For those expecting the great bond meltdown, 2016 has been a really rotten year.
The yield on the 10-year Treasury note has dropped from 2.27% on December 31, 2015 to 1.68% Monday. Bond prices rise when interest rates fall, meaning that this has been a very good year for bonds indeed.
The average long-term government bond fund has soared 10.1% this year, according to Morningstar, the Chicago investment trackers. Those are huge numbers for bond funds: Coincidentally, large-company stocks have gained an average 10.1% a year since 1926. Bonds have returned 5.6%.
Even the less volatile (and more commonly held) intermediate-term government bond fund has notched an average 4.16% rise this year, vs. 1.8% from large-company blend stock funds.
Excluding the period after the financial crisis, the 10-year T-note hasn't been this low since the Treasury started issuing the bellwether note in 1962. The all-time low was set in July 2012 at 1.40%.
So it's not surprising that people have viewed low-interest rates as a central-bank-induced anomaly. The December 2015 poll of the National Association of Business Economists showed that the average forecast for the yield on the bellwether note was 2.88% by year-end. The perennially bearish Zero Hedge website proclaimed that “The bursting of the bond bubble has begun” in January. Even former Federal Reserve chairman Alan Greenspan warned about a bond bubble in August 2015.
But the Federal Reserve ended its quantitative easing program – essentially, buying long-term bonds with manufactured money – in October 2014. Since then, the U.S. and Europe have grown sluggishly, while Chinese gross domestic product has slowed. Add on the fears of Britain leaving the European Union, and you have a spectacular flight to ultrasafe U.S. Treasury securities.

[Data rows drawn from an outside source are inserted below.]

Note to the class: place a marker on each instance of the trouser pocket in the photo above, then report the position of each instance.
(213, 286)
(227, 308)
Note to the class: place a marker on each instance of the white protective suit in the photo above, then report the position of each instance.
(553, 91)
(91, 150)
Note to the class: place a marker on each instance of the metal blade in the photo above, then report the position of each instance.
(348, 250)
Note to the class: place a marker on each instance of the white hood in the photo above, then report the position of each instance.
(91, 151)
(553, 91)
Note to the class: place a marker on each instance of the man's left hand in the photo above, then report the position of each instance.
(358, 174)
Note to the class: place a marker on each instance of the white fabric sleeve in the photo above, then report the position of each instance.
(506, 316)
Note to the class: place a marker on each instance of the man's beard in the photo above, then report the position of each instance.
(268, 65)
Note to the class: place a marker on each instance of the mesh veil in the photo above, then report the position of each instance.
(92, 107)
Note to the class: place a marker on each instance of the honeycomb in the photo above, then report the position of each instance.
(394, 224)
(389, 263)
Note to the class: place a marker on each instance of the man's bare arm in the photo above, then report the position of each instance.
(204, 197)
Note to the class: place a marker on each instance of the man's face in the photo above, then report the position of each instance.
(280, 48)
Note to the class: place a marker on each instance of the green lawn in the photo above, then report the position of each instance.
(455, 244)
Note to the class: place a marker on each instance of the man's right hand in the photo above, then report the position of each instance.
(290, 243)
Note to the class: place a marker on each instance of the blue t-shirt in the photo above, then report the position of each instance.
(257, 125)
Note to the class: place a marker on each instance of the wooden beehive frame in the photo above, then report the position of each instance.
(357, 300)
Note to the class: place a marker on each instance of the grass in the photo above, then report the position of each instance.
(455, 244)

And while U.S. yields are low historically, they're richer than an ice cream sundae compared to rates elsewhere. The German 10-year bund yielded 0.05% Monday, while Japan's yields -0.16%. While 1.68% isn't much, it's better than a negative yield.
"Interest rates are not really being set by natural market forces," said Fred Hoff, manager of Fidelity High Income Fund at the Morningstar conference last week. "There are clearly global central bank distortions."
If you ducked into short-term bond funds to avoid the effects of rising interest rates, you barely beat a money market fund. Ultrashort bond funds, for example, have gained just 0.63%. Had you been unfortunate enough to buy ProShares Short 20+ Year Treasury ETF (TBF), an inverse long-term bond ETF, you'd be sitting on an 8.8% loss this year.
Unconstrained bond funds that hoped to shelter investors from falling rates also got clobbered. Neuberger Berman Unconstrained Bond fund (NUBAX), for example, is down 1.43% this year. Invesco Unconstrained Bond (IUBAX) has fallen 3.3%.
Those who embraced the falling yields, or at least didn't bet against them, fared best in the unconstrained crowd. Janus Global Unconstrained Bond (JUCAX) run by former PIMCO star Bill Gross, has gained 2.97% this year, despite his worries about the effects of negative yields around the world. BTS Tactical Fixed Income Fund (BTFAX) is the champion in the nontraditional bond category: It has soared 11.7% this year.